When a friend who lives in the same city gives birth to a baby, I prefer the first introduction to be when I visit that friend at home, rather than through pictures posted online minutes after the baby’s entrance into this world. I have cringed many times upon reading a status update or seeing a picture that I have deemed to be too private. I have felt like a voyeur intruding on someone’s privacy by inadvertently getting a glance into that part of someone else’s life.

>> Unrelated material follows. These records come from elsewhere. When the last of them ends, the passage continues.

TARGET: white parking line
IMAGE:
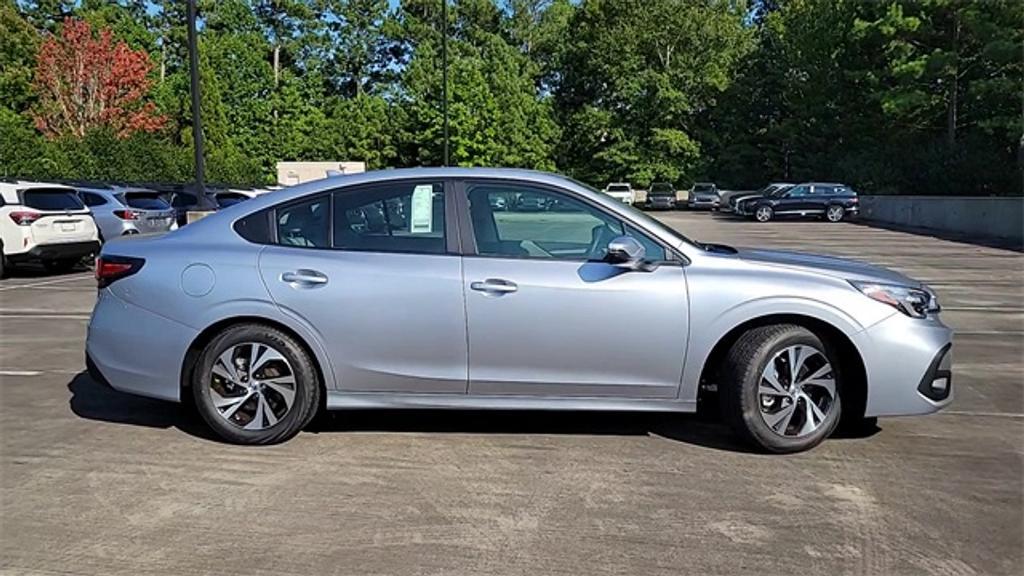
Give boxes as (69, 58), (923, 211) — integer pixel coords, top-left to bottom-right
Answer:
(0, 274), (92, 292)
(939, 410), (1024, 418)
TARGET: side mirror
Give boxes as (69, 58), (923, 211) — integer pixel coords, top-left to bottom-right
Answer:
(604, 236), (647, 270)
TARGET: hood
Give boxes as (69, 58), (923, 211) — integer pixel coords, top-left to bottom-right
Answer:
(738, 248), (922, 287)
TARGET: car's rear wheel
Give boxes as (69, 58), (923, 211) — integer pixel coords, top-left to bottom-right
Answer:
(825, 205), (846, 222)
(191, 324), (319, 444)
(719, 324), (842, 453)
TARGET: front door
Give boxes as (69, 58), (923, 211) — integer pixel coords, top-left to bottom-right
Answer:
(463, 181), (688, 398)
(260, 180), (467, 394)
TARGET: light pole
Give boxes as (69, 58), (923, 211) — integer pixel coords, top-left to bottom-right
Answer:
(441, 0), (449, 166)
(188, 0), (206, 193)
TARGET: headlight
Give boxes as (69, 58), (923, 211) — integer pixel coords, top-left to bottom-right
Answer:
(850, 280), (941, 318)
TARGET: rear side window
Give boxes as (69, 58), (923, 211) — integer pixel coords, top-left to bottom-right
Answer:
(275, 196), (331, 248)
(79, 192), (106, 206)
(124, 192), (171, 210)
(334, 181), (445, 254)
(22, 189), (85, 210)
(171, 192), (199, 208)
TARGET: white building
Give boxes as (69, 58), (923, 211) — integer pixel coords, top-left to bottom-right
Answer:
(278, 162), (367, 186)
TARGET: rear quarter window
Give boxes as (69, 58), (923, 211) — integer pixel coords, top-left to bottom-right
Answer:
(234, 210), (270, 244)
(22, 189), (85, 211)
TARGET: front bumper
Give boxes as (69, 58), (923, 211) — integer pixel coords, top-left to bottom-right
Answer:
(7, 240), (99, 262)
(853, 313), (953, 417)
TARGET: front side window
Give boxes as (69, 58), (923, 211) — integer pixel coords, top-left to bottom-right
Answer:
(467, 183), (665, 260)
(275, 196), (330, 248)
(334, 181), (445, 254)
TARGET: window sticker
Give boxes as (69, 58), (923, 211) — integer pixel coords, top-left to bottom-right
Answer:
(409, 184), (434, 234)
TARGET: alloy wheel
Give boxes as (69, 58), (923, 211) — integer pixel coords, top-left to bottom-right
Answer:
(208, 342), (296, 430)
(758, 344), (836, 438)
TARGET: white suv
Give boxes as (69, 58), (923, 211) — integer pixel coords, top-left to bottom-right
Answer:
(0, 180), (99, 276)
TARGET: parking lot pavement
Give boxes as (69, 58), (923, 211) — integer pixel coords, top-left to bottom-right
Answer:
(0, 212), (1024, 576)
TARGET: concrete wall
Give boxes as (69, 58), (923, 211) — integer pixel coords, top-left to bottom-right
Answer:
(860, 196), (1024, 243)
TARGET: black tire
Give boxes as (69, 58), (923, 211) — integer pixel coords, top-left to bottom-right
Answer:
(43, 258), (82, 274)
(719, 324), (843, 454)
(191, 324), (321, 445)
(753, 206), (775, 222)
(825, 204), (846, 222)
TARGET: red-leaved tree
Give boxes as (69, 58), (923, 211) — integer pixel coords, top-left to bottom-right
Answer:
(35, 17), (167, 138)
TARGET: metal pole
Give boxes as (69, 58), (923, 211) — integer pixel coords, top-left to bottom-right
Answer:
(441, 0), (449, 166)
(188, 0), (206, 198)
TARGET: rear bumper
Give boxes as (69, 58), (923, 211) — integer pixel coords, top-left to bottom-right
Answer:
(853, 313), (953, 417)
(7, 240), (99, 262)
(644, 198), (676, 209)
(85, 289), (199, 402)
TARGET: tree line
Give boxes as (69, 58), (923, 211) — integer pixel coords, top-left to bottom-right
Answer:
(0, 0), (1024, 195)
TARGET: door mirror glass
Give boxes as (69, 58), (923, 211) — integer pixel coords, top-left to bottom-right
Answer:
(604, 236), (647, 270)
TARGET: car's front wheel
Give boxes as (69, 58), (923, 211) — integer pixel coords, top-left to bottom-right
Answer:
(719, 324), (842, 453)
(825, 204), (846, 222)
(191, 324), (319, 444)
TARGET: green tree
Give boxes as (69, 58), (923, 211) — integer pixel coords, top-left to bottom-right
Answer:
(555, 0), (752, 183)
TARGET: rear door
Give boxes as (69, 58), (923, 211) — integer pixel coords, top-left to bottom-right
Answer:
(459, 180), (688, 398)
(18, 188), (97, 244)
(260, 180), (467, 394)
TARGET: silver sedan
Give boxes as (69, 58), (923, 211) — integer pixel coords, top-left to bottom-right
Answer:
(86, 168), (952, 452)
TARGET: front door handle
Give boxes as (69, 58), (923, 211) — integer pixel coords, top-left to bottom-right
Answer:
(281, 270), (327, 288)
(469, 278), (519, 294)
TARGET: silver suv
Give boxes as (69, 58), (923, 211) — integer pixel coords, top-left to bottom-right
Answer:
(86, 168), (952, 452)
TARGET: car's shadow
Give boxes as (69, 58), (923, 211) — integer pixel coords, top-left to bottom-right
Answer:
(68, 372), (879, 453)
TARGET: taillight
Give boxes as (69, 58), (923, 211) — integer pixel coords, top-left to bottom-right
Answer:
(114, 210), (138, 220)
(10, 207), (42, 227)
(96, 255), (145, 288)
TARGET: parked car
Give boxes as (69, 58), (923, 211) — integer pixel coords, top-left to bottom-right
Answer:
(76, 184), (178, 242)
(719, 182), (793, 213)
(644, 182), (676, 210)
(604, 182), (636, 206)
(86, 168), (951, 452)
(0, 179), (99, 277)
(686, 182), (721, 210)
(737, 182), (860, 222)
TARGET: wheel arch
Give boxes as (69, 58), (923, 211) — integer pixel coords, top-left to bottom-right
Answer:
(697, 314), (867, 420)
(178, 316), (329, 408)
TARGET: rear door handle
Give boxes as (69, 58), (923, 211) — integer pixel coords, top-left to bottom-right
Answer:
(281, 270), (327, 288)
(469, 278), (519, 294)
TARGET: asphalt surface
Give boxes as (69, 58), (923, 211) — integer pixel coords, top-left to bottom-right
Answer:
(0, 212), (1024, 576)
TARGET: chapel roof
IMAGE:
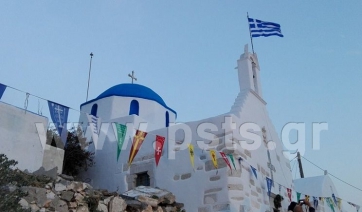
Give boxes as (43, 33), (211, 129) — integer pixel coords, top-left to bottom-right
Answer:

Several years ago, I used to share photos. Perhaps, I might have been called an over-sharer. It was my mother’s question after I posted a picture of myself rocking a pregnant belly that first prompted me to question my online presence. My mom, who spends very little time on social media, asked me why I would want to share a picture of my pregnant self when those who see me every day already know how I currently look, and those who do not see me every day probably do not need to be privy to certain updates. My mom, in her traditional worldview, reminded me of the importance of protecting what is most precious to me and mindfully creating karma. Every action is a catalyst for a reaction that we often cannot predict.

At the time when I received this advice from my mom, I was taken aback, explaining to her that I shared because I enjoyed the connection with the online community. I feel happy for others when they post their pictures and stories, and at the time, I wanted to also share my own joy with the world. My mom didn’t press further, but her words led me to re-evaluate my habits.

Today, my personal Facebook page is fairly bare, devoid of the pictures and status updates I once used to share. I might not appear very exciting, but I feel comfortable with this. These days, this blog is my connection to the online community and by writing a post only once a week, I not only provide myself with an opportunity to discern, to edit each story several times, but also to create more time to focus on what is most precious to me: my family.